By coupling supervised learning and reservoir numerical simulation techniques, this paper proposes a fast and accurate method for predicting the potential of conformance control for heavy oil after multi-cycle steam stimulation. We used the K-fold cross-validation integrated with the exhaustive grid search approach to optimize the hyperparameters of XGBoost. After training the boosting trees using a database obtained from numerical simulations, the trained XGBoost model is capable of predicting the potential of conformance control for wells with better efficiency and accuracy.

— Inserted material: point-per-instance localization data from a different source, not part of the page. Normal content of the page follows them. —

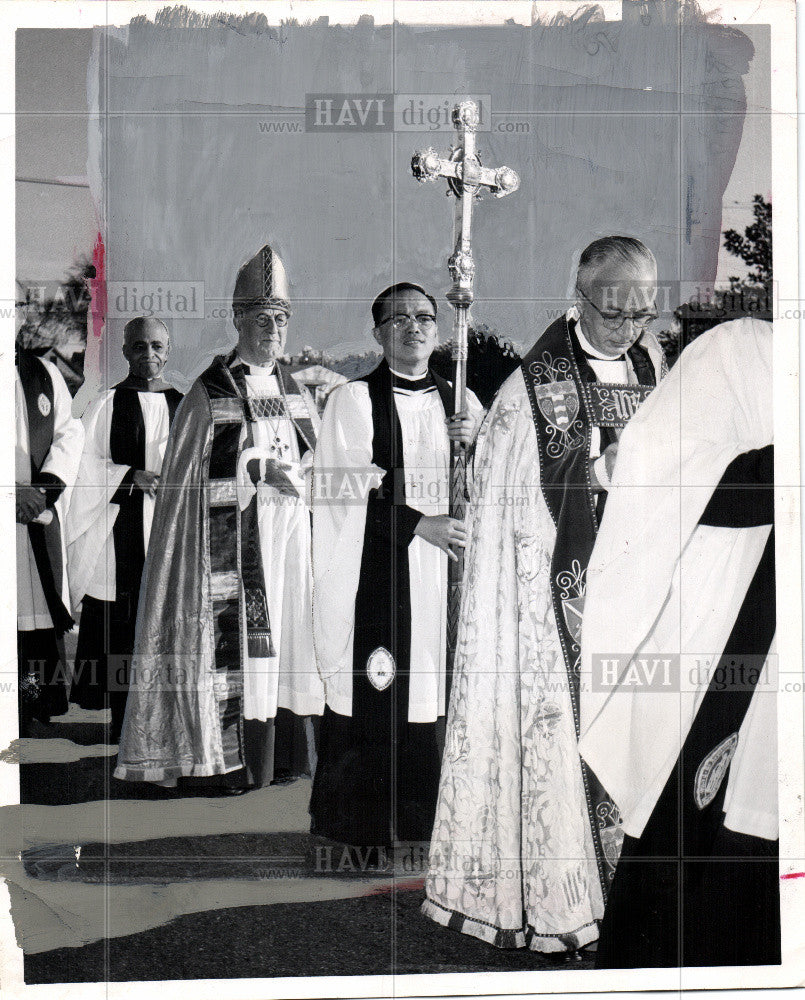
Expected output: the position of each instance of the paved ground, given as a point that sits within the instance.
(116, 888)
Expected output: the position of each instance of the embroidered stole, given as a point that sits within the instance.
(566, 403)
(238, 587)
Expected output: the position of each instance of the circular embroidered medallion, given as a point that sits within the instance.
(711, 771)
(380, 668)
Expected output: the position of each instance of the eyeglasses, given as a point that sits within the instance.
(614, 320)
(265, 316)
(401, 320)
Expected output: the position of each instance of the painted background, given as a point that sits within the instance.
(630, 126)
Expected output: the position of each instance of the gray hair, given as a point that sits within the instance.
(624, 249)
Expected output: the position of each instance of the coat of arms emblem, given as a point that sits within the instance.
(558, 402)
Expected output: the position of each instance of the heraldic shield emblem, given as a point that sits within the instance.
(558, 402)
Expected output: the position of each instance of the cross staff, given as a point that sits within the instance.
(466, 179)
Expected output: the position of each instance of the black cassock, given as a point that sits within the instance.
(377, 775)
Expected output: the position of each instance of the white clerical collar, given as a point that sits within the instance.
(586, 346)
(267, 369)
(409, 378)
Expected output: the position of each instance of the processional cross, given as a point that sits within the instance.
(466, 179)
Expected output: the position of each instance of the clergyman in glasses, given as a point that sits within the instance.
(224, 675)
(525, 842)
(382, 537)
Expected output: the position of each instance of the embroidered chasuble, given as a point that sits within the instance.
(525, 842)
(224, 669)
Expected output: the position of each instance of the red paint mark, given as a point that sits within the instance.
(98, 287)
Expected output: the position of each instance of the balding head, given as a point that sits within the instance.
(146, 344)
(617, 288)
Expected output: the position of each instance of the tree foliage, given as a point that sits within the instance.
(754, 246)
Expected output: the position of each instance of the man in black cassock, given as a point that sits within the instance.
(48, 450)
(381, 540)
(110, 518)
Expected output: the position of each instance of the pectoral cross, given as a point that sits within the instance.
(466, 179)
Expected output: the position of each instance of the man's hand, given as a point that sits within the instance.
(443, 531)
(146, 481)
(461, 427)
(609, 455)
(31, 502)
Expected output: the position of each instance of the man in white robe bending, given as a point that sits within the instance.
(224, 673)
(109, 521)
(679, 712)
(381, 540)
(524, 845)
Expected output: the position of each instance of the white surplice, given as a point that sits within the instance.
(88, 531)
(661, 584)
(345, 446)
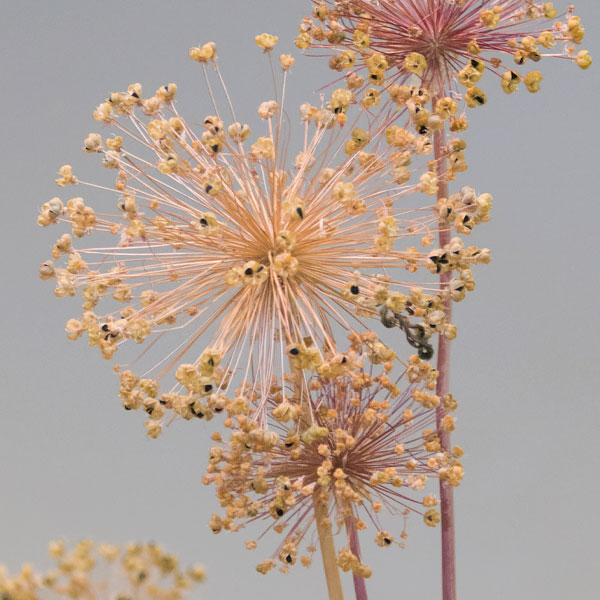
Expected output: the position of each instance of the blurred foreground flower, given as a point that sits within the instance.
(260, 255)
(89, 571)
(351, 447)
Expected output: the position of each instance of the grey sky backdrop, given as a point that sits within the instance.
(525, 365)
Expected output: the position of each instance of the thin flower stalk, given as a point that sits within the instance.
(442, 388)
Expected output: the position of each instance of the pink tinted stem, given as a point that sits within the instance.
(443, 366)
(360, 585)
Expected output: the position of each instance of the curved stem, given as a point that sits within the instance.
(443, 366)
(360, 585)
(332, 572)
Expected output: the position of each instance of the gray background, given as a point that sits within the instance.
(74, 464)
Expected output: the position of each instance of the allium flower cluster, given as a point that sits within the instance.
(449, 44)
(214, 233)
(137, 571)
(340, 448)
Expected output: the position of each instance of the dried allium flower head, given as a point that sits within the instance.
(262, 257)
(444, 42)
(352, 443)
(142, 571)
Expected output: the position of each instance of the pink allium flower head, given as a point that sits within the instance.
(445, 42)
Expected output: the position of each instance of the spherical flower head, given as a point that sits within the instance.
(221, 235)
(347, 446)
(447, 43)
(144, 571)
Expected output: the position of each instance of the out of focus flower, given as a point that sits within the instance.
(449, 44)
(140, 571)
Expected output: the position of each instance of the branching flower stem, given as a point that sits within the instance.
(443, 366)
(332, 572)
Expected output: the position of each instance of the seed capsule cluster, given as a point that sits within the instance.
(350, 438)
(449, 44)
(213, 232)
(89, 570)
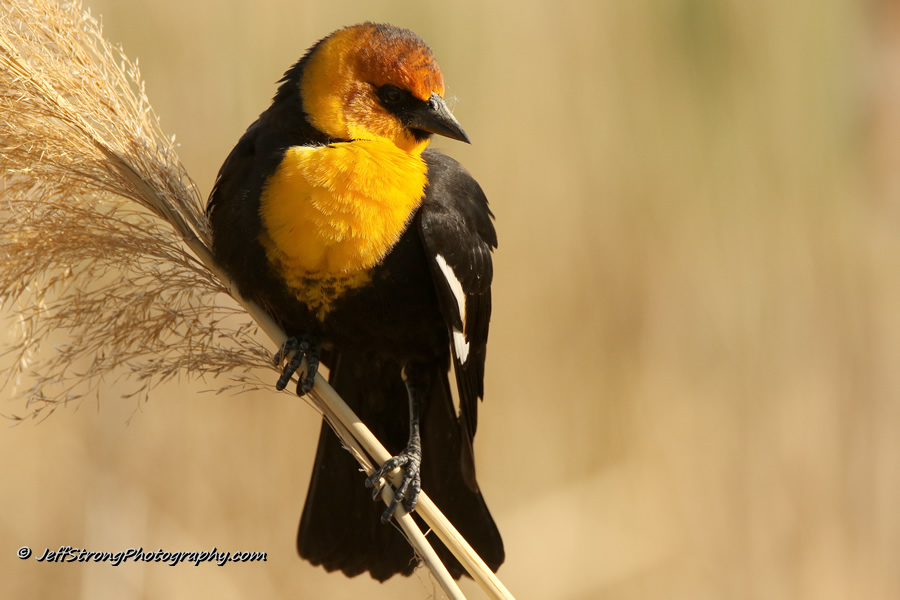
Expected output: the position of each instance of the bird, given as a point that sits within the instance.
(374, 253)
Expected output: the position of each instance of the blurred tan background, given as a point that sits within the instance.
(694, 369)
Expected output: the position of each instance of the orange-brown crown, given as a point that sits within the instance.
(339, 82)
(391, 55)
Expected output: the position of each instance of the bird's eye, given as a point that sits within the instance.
(390, 95)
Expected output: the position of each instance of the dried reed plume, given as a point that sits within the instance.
(95, 208)
(104, 244)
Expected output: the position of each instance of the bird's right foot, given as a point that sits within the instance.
(298, 348)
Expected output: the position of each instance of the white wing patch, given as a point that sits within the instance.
(460, 344)
(455, 287)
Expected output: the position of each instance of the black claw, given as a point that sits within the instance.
(303, 346)
(407, 494)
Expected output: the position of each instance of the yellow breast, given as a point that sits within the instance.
(331, 213)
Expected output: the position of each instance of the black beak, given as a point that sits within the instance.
(434, 117)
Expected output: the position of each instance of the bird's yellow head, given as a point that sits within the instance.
(374, 81)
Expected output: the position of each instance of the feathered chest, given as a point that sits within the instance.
(331, 213)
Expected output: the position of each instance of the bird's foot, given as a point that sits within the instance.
(410, 461)
(296, 349)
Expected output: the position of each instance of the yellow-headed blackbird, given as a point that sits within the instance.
(374, 253)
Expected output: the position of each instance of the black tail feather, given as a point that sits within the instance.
(340, 527)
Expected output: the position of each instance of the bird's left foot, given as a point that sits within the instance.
(304, 346)
(407, 494)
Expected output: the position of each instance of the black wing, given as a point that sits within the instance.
(458, 234)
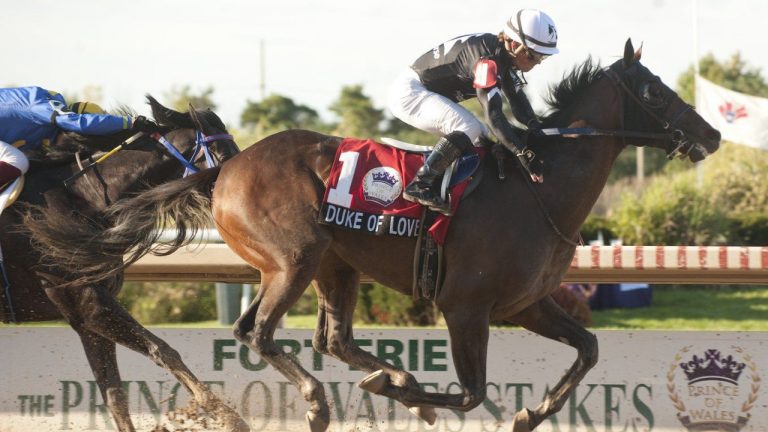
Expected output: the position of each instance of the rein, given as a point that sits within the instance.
(201, 143)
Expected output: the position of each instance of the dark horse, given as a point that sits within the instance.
(502, 257)
(47, 288)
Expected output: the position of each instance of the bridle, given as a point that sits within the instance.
(679, 145)
(675, 136)
(201, 149)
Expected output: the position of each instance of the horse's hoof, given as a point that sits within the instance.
(522, 421)
(427, 414)
(316, 424)
(375, 382)
(236, 424)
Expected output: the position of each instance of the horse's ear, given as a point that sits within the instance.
(629, 53)
(639, 52)
(198, 120)
(166, 116)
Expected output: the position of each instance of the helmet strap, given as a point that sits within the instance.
(520, 31)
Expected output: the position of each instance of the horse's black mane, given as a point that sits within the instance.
(565, 93)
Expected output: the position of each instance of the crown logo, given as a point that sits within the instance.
(712, 367)
(385, 177)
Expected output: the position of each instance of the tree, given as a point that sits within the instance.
(181, 97)
(277, 112)
(734, 74)
(358, 117)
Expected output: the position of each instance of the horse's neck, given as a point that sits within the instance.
(579, 168)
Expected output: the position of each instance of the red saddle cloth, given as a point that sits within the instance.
(365, 191)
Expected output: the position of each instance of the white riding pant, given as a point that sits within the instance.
(431, 112)
(13, 156)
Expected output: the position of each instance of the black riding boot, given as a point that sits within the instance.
(421, 189)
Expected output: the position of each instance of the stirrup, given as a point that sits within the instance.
(444, 208)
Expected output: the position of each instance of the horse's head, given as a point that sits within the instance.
(199, 136)
(656, 108)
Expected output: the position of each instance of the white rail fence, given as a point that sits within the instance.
(598, 264)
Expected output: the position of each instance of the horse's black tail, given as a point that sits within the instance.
(127, 230)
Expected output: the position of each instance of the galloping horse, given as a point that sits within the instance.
(41, 288)
(502, 256)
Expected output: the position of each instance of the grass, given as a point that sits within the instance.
(693, 308)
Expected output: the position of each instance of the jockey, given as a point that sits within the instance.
(484, 66)
(32, 116)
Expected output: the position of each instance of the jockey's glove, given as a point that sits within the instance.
(531, 164)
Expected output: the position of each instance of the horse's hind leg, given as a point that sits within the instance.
(337, 286)
(279, 290)
(548, 319)
(102, 358)
(101, 322)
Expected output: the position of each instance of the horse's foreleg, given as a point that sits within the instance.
(93, 311)
(337, 287)
(256, 329)
(548, 319)
(102, 358)
(469, 342)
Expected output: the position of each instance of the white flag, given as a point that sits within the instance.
(740, 118)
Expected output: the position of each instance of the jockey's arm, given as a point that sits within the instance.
(492, 102)
(512, 86)
(93, 124)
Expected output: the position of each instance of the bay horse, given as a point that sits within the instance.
(508, 247)
(45, 287)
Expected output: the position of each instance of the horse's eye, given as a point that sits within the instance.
(652, 93)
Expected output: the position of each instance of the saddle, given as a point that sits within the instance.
(8, 195)
(428, 265)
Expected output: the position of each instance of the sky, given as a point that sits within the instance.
(311, 48)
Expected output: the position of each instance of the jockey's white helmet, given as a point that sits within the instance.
(534, 29)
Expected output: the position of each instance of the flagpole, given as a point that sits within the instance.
(699, 166)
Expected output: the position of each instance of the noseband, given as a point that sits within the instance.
(201, 144)
(676, 137)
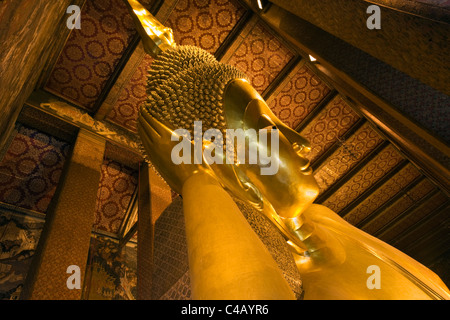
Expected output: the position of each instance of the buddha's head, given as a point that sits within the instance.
(187, 84)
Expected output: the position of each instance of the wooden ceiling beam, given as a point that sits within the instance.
(344, 179)
(390, 202)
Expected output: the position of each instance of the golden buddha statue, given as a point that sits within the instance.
(226, 259)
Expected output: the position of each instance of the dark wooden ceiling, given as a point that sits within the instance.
(101, 71)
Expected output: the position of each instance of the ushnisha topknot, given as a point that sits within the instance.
(186, 84)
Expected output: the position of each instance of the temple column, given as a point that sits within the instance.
(154, 197)
(66, 236)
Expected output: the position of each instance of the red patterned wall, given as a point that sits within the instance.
(261, 56)
(117, 185)
(204, 23)
(31, 168)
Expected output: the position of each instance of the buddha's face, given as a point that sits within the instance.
(292, 188)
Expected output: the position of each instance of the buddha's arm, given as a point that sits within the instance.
(227, 260)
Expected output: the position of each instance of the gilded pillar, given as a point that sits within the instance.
(66, 235)
(154, 197)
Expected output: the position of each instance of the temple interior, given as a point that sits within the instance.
(374, 104)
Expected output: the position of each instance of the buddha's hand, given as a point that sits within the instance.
(159, 141)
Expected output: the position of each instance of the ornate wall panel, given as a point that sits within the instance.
(261, 56)
(422, 211)
(31, 169)
(204, 23)
(328, 126)
(383, 194)
(117, 185)
(92, 53)
(385, 161)
(400, 206)
(351, 151)
(298, 97)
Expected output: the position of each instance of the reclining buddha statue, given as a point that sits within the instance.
(187, 87)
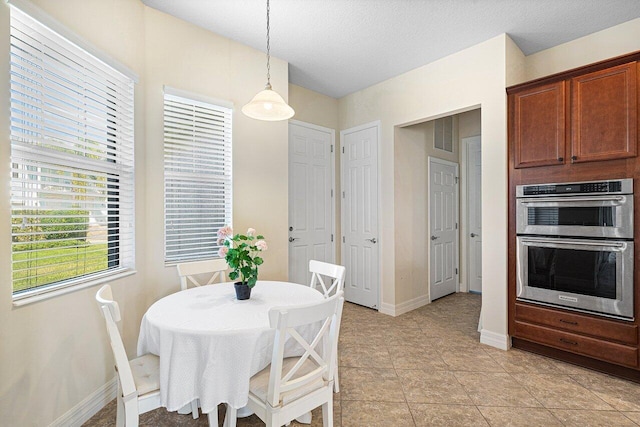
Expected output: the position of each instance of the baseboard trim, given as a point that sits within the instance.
(405, 307)
(495, 340)
(88, 407)
(388, 309)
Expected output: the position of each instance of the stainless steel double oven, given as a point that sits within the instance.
(575, 246)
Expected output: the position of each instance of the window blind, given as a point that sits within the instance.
(197, 175)
(71, 162)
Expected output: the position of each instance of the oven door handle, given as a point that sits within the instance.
(619, 245)
(573, 199)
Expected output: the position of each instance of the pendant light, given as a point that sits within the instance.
(268, 105)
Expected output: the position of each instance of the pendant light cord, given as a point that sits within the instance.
(268, 48)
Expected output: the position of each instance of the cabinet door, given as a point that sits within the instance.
(539, 126)
(604, 112)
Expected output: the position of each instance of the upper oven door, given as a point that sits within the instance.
(609, 216)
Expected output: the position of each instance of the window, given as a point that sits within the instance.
(197, 175)
(71, 161)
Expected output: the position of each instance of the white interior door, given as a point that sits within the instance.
(311, 205)
(474, 215)
(443, 224)
(359, 161)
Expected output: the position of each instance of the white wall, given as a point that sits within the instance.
(55, 353)
(472, 78)
(605, 44)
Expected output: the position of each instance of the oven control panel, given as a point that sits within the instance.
(622, 186)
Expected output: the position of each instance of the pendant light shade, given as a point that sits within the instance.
(268, 105)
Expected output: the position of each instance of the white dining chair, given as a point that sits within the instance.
(331, 273)
(188, 270)
(291, 387)
(138, 379)
(334, 276)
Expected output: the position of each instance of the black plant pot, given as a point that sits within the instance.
(243, 291)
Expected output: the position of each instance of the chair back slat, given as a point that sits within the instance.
(321, 270)
(111, 311)
(285, 321)
(188, 270)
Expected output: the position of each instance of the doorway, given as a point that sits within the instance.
(443, 227)
(311, 198)
(473, 207)
(359, 183)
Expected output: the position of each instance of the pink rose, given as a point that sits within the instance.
(224, 232)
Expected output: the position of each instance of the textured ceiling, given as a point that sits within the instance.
(337, 47)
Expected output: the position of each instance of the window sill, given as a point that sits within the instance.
(37, 295)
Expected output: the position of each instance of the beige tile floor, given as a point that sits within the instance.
(427, 368)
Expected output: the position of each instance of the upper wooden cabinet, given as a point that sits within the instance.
(538, 125)
(579, 117)
(604, 112)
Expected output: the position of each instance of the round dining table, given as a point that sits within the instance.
(210, 343)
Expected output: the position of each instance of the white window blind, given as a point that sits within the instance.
(71, 162)
(197, 175)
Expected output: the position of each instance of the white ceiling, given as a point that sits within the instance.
(337, 47)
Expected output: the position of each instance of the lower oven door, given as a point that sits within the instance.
(594, 276)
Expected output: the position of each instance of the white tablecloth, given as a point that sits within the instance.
(210, 344)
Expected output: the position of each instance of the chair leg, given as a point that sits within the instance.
(231, 416)
(327, 413)
(119, 410)
(131, 413)
(194, 409)
(213, 417)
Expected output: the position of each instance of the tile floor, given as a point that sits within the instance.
(427, 368)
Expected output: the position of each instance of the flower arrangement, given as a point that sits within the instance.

The performance of the new model was examined by statistical matrices, including mean absolute error (MAE), mean relative error (MRE) and coefficient of determination (R²). In addition, we used PI to quantify the importance of each input variable for the potential of conformance control for N₂-foam and gel. Furthermore, this constructed model was implemented in real production wells of the Chunfeng oilfield and achieved excellent results. The key results are summarized as follows:

(1)

The XGBoost model can predict the potential of conformance control by reproducing the underlying correlation between each input feature and oil increment measures. The statistical matrices (MAE, MRE and R²) for N₂-foam are 5.25 t, 0.57% and 0.995 for the training set and 45.93 t, 5.01% and 0.901 for the testing set, respectively. The statistical matrices for the gel are 12.37 t, 0.09% and 0.999 for the training set and 80.89 t, 0.059% and 0.944147 for the testing set, respectively. For the two types of plugging agent, the absolute relative errors for most of the data samples are less than 10%, and the maximum relative error is less than 20%.

(2)

The input variables in a sequence of decreasing importance to the potential of conformance control for N₂-foam, as quantified by the PI, are net to gross>>N₂-foam injection>variation coefficient of permeability>oil recovery>steam quality>oil rate>injector temperature>soaking time>porosity>water cut>production rate. While for gel the PI are oil recovery>>net to gross>gel injection>steam quality>variation coefficient of permeability>oil rate>production rate>water cut>injector temperature>porosity>soaking time. Different arrangements of PI are caused by the conformance control mechanism of N₂-foam and gel.

(3)

The XGBoost model showed excellent performance that predicted the potential of conformance control for three types of real production wells in the Chunfeng oilfield. The maximum absolute error and relative error were 186.49 t and 17.28%, respectively. Comparing with the traditional numerical simulation method, our proposed model reduced the prediction time greatly, with similar prediction accuracy. This method can be applied in actual situations and provide a new view on the design of governance processes after multi-cycle steam stimulation.